- Lobby card
- Directed by: Lloyd Corrigan
- Screenplay by: Sidney Buchman Raymond Griffith Agnes Brand Leahy Edward Peple
- Starring: Paul Lukas Dorothy Jordan Vivienne Osborne Charlie Ruggles Marjorie Gateson
- Cinematography: Charles Rosher
- Production company: Paramount Pictures
- Distributed by: Paramount Pictures
- Release date: October 24, 1931;
- Running time: 72 minutes
- Country: United States
- Language: English

= The Beloved Bachelor =

1931 film

The Beloved Bachelor is a 1931 American pre-Code drama film directed by Lloyd Corrigan and written by Sidney Buchman, Raymond Griffith, Agnes Brand Leahy and Edward Peple.

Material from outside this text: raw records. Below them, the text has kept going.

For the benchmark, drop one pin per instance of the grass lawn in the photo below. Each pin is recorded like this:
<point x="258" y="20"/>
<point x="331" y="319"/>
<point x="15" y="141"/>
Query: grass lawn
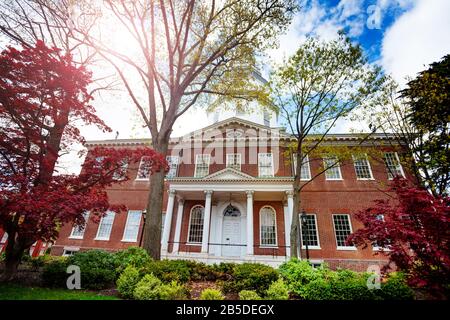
<point x="16" y="292"/>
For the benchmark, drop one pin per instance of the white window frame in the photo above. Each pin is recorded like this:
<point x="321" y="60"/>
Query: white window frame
<point x="197" y="156"/>
<point x="260" y="154"/>
<point x="137" y="173"/>
<point x="306" y="162"/>
<point x="100" y="225"/>
<point x="368" y="165"/>
<point x="121" y="172"/>
<point x="234" y="155"/>
<point x="338" y="167"/>
<point x="86" y="219"/>
<point x="171" y="163"/>
<point x="317" y="232"/>
<point x="343" y="248"/>
<point x="127" y="225"/>
<point x="399" y="165"/>
<point x="189" y="226"/>
<point x="276" y="229"/>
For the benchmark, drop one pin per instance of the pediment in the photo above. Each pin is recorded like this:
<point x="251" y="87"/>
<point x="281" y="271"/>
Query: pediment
<point x="228" y="174"/>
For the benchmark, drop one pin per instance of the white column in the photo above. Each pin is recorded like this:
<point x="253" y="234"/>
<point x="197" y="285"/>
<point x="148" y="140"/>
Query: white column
<point x="206" y="221"/>
<point x="249" y="222"/>
<point x="288" y="220"/>
<point x="168" y="221"/>
<point x="177" y="238"/>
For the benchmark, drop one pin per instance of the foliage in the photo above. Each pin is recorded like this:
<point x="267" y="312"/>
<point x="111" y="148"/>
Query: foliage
<point x="132" y="256"/>
<point x="43" y="97"/>
<point x="128" y="281"/>
<point x="318" y="85"/>
<point x="428" y="99"/>
<point x="250" y="276"/>
<point x="151" y="288"/>
<point x="249" y="295"/>
<point x="415" y="229"/>
<point x="277" y="291"/>
<point x="18" y="292"/>
<point x="211" y="294"/>
<point x="169" y="270"/>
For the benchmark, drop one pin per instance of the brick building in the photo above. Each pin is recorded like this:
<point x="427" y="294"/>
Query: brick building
<point x="229" y="198"/>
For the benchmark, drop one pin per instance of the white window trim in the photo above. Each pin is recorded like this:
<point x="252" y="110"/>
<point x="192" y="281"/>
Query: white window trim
<point x="399" y="163"/>
<point x="176" y="171"/>
<point x="126" y="226"/>
<point x="338" y="166"/>
<point x="234" y="154"/>
<point x="190" y="243"/>
<point x="196" y="162"/>
<point x="294" y="162"/>
<point x="368" y="165"/>
<point x="317" y="233"/>
<point x="100" y="224"/>
<point x="137" y="173"/>
<point x="271" y="155"/>
<point x="85" y="226"/>
<point x="343" y="248"/>
<point x="271" y="246"/>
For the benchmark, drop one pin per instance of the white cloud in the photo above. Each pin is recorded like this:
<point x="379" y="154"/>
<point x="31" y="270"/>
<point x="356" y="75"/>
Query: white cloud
<point x="417" y="38"/>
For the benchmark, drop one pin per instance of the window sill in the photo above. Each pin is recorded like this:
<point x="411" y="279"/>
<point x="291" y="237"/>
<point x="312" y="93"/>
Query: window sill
<point x="101" y="239"/>
<point x="346" y="248"/>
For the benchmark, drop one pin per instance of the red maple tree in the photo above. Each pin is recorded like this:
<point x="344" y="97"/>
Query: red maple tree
<point x="43" y="97"/>
<point x="413" y="229"/>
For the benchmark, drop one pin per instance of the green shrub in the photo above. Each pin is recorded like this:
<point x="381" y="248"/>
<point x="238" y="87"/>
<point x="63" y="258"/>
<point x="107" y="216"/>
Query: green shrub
<point x="54" y="273"/>
<point x="172" y="291"/>
<point x="169" y="270"/>
<point x="97" y="268"/>
<point x="249" y="295"/>
<point x="132" y="256"/>
<point x="211" y="294"/>
<point x="277" y="291"/>
<point x="151" y="288"/>
<point x="250" y="276"/>
<point x="127" y="282"/>
<point x="395" y="288"/>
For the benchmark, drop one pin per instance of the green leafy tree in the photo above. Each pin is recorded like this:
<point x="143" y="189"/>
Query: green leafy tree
<point x="320" y="84"/>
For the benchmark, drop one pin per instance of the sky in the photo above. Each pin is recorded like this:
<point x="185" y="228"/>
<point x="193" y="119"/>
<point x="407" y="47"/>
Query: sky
<point x="402" y="36"/>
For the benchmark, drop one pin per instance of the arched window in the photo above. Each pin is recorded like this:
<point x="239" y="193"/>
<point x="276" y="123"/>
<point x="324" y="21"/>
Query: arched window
<point x="196" y="224"/>
<point x="268" y="225"/>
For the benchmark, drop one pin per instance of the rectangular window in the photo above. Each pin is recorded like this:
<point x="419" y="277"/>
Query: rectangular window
<point x="309" y="232"/>
<point x="202" y="165"/>
<point x="234" y="161"/>
<point x="265" y="165"/>
<point x="4" y="237"/>
<point x="362" y="168"/>
<point x="173" y="166"/>
<point x="334" y="171"/>
<point x="78" y="231"/>
<point x="144" y="169"/>
<point x="394" y="168"/>
<point x="105" y="226"/>
<point x="121" y="172"/>
<point x="305" y="172"/>
<point x="342" y="229"/>
<point x="131" y="231"/>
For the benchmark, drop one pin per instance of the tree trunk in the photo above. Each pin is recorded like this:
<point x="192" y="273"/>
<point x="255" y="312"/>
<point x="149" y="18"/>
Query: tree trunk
<point x="152" y="229"/>
<point x="13" y="256"/>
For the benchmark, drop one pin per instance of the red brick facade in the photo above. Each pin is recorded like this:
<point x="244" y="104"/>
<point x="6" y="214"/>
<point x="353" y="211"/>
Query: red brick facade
<point x="321" y="197"/>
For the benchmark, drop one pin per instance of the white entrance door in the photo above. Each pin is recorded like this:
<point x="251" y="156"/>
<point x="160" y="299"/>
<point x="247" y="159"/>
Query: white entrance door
<point x="231" y="236"/>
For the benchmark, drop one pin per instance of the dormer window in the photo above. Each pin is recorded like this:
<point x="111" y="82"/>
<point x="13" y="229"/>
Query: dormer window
<point x="202" y="165"/>
<point x="234" y="161"/>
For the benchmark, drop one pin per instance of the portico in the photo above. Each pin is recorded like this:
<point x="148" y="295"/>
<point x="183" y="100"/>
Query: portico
<point x="229" y="205"/>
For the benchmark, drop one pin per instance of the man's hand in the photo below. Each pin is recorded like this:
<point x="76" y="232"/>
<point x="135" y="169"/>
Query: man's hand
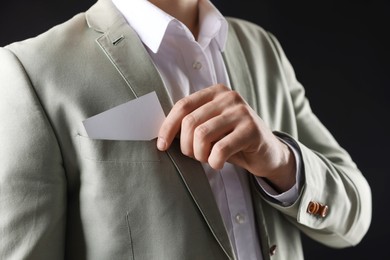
<point x="216" y="125"/>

The film stars Paul Lukas, Dorothy Jordan, Vivienne Osborne, Charlie Ruggles and Marjorie Gateson. It was released on October 24, 1931, by Paramount Pictures.

== Cast ==
- Paul Lukas as Michael Morda
- Dorothy Jordan as Mitzi Stressman
- Vivienne Osborne as Elinor Hunter
- Charlie Ruggles as Jerry Wells
- Marjorie Gateson as Hortense Cole
- Harold Minjir as Winthrop Cole
- John Breeden as Jimmy Martin
- Leni Stengel as Julie Stressman
- Betty Van Allen as Mitzi Stressman, age 6
- Alma Chester as Martha
- Guy Oliver as John Adams

== Reception ==
In a contemporary review for The New York Times, critic Andre Sennwald wrote: "'The Beloved Bachelor' is skillfully produced and photographed, and it is in the best sentimental taste, but the writing is as musty as the story. It lacks surprises and it lacks freshness in the telling."